BT

Facilitating the Spread of Knowledge and Innovation in Professional Software Development

Write for InfoQ

Topics

Choose your language

InfoQ Homepage Articles 14 Things I Wish I’d Known When Starting with MongoDB

14 Things I Wish I’d Known When Starting with MongoDB

This item in japanese

Key Takeaways

  • Even though MongoDB doesn’t enforce it, it is vital to design a schema.
  • Likewise, indexes have to be designed in conjunction with your schema and access patterns.
  • Avoid large objects, and especially large arrays.
  • Be careful with MongoDB’s settings, especially when it concerns security and durability.
  • MongoDB doesn’t have a query optimizer, so you have to be very careful how you order the query operations.

I’ve been a database person for an embarrassing length of time, but I only started working with MongoDB recently. When I was starting out with MongoDB, there are a few things that I wish I’d known about. With general experience, there will always be preconceptions of what databases are and what they do. In hopes of making it easier for other people, here is a list of common mistakes.

Creating a MongoDB server without authentication

Unfortunately, MongoDB installs without authentication by default. This is fine on a workstation, accessed only locally. But because MongoDB is a multiuser system that likes to use as much memory as it can, it is much better installed on a server, loaded up to the hilt with RAM, even for development work. To install it on a server on the default port without authentication is asking for trouble, especially when one can execute arbitrary JavaScript within a query (e.g. $where as a vector for injection attacks).

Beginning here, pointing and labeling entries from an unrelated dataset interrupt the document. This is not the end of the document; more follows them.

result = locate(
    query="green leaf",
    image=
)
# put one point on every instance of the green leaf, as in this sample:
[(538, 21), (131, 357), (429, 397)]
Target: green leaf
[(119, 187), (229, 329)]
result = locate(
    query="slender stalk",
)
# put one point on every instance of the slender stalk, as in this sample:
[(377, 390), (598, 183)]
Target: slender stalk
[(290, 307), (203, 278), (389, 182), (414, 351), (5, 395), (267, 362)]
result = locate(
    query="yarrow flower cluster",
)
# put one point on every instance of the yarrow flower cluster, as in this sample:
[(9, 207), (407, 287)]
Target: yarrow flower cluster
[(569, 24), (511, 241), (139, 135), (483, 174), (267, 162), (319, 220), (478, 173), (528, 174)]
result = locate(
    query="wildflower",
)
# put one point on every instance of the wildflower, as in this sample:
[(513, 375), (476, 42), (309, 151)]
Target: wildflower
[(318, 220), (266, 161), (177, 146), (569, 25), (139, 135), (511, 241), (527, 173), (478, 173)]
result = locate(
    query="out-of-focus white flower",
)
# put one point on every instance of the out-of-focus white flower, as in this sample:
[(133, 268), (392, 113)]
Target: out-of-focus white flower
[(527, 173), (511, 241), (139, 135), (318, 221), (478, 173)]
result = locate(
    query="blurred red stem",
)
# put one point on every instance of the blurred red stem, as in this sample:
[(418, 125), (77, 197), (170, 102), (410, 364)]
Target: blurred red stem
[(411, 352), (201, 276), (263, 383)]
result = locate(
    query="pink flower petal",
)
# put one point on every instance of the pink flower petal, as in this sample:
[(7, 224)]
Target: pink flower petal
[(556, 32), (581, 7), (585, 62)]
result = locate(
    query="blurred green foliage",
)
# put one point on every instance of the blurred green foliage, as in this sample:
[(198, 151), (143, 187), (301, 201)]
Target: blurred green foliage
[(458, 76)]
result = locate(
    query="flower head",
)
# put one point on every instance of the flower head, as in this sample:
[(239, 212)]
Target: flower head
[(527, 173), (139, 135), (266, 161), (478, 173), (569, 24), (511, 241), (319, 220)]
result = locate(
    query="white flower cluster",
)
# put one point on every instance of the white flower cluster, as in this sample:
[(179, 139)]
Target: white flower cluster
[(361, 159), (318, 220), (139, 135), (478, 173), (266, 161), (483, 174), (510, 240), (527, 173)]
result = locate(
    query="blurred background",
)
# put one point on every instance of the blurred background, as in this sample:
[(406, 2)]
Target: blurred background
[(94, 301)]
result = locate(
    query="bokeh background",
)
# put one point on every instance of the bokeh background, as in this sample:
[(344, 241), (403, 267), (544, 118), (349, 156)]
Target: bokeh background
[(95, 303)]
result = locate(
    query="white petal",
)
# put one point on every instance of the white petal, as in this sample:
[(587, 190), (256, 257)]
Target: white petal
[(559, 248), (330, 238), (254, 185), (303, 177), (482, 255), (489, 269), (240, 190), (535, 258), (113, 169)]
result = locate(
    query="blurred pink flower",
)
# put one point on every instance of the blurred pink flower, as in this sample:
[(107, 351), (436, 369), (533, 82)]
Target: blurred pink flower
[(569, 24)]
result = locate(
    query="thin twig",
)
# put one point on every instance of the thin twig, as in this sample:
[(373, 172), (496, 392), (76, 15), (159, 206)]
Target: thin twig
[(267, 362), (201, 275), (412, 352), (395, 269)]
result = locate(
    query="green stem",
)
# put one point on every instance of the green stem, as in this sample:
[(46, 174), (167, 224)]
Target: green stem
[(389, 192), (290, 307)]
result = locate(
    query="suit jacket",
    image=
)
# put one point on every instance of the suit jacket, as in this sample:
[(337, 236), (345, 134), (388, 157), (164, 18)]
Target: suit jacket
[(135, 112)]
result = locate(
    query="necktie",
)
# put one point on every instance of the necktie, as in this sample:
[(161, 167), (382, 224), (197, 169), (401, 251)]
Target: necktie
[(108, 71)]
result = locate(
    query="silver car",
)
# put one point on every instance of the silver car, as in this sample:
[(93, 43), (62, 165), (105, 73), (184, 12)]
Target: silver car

There are several authentication methods, but user ID/password credentials are easy to install and manage. Do that method while you think about your fancy LDAP-based authentication. While we’re talking about security, MongoDB must be kept up-to-date, and it is always worth checking logs for signs of unauthorized access. I like to use a different port to the default.

Forgetting to tie down MongoDB’s attack surface

MongoDB’s security checklist gives good advice on reducing the risk of penetration of the network and of a data breach. It is easy to shrug and assume that a development server doesn’t need a high level of security. Not so: It is relevant to all MongoDB servers. In particular, unless there is a very good reason to use  mapReduce, group, or $where, you should disable the use of arbitrary JavaScript by setting javascriptEnabled:false in the config file. Because the data files of standard MongoDB is not encrypted, It is also wise to Run MongoDB with a Dedicated User with full access to the data files restricted to that user so as to use the operating systems own file-access controls.

Failing to design a schema

MongoDB doesn’t enforce a schema. This is not the same thing as saying that it doesn’t need one. If you really want to save documents with no consistent schema, you can store them very quickly and easily but retrieval can be the very devil.

The classic article ‘6 Rules of Thumb for MongoDB Schema Design’ is well worth reading, and features like Schema Explorer from third-party tools such as Studio 3T is well worth having for regular schema check-ups.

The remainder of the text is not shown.